$G, H, K$ are groups and let $\phi: G\to H, \psi: G\to K$ be homomorphisms such that $\phi$ is onto and $\ker\phi \subset \ker\psi$. Prove that there is a unique homomorphism $\alpha: H\to K$ such that $\alpha\circ\phi = \psi$.
My attempt
My idea is that $\phi$ is injective on $G$ minus $\ker\phi$ so it is injective on $G$ minus $\ker\psi$, then define $\alpha$ to be $\psi\circ\phi^{-1}$, where the inverse of $\phi$ is for the $\phi$ as a map from $G - \ker\psi$ to $H$.
I'm having trouble writing this down rigorously. Also, I can't see how the uniqueness can be shown.
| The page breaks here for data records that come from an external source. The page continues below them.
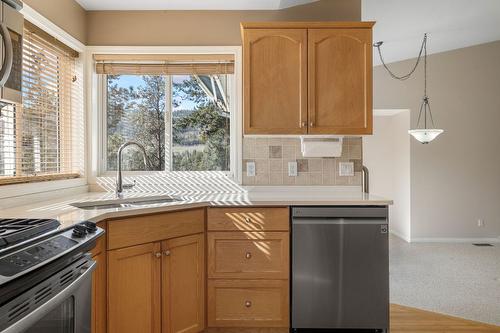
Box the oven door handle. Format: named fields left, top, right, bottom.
left=0, top=22, right=14, bottom=87
left=1, top=261, right=96, bottom=333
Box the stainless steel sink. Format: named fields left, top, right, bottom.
left=70, top=196, right=181, bottom=210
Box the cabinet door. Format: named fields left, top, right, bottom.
left=243, top=29, right=307, bottom=134
left=108, top=243, right=161, bottom=333
left=91, top=251, right=106, bottom=333
left=162, top=234, right=205, bottom=333
left=308, top=29, right=372, bottom=134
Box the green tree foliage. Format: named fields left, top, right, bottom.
left=107, top=75, right=229, bottom=171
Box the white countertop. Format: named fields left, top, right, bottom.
left=0, top=187, right=392, bottom=227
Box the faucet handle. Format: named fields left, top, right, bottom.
left=122, top=180, right=136, bottom=190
Maybe using the fact that the inverse and $\psi$ are both uniquely determined?
Any help would be greatly appreciated, thanks.
For every $y\in H$, there exists $x\in G$ such that $\phi(x)=y$ since $\phi$ is surjective, write $\alpha(y)=\psi(x)$. $\alpha(y)$ does not depend of $x$ such that $\phi(x)=y$. Suppose that $\phi(x)=\phi(x')=y$. This implies that $\phi(x^{-1}x')=1$ and $x^{-1}x'\in ker\phi\subset ker\psi$, we deduce that $\psi(x^{-1}x')=\psi(x)^{-1}\psi(x')=1$ and $\psi(x)=\psi(x')$.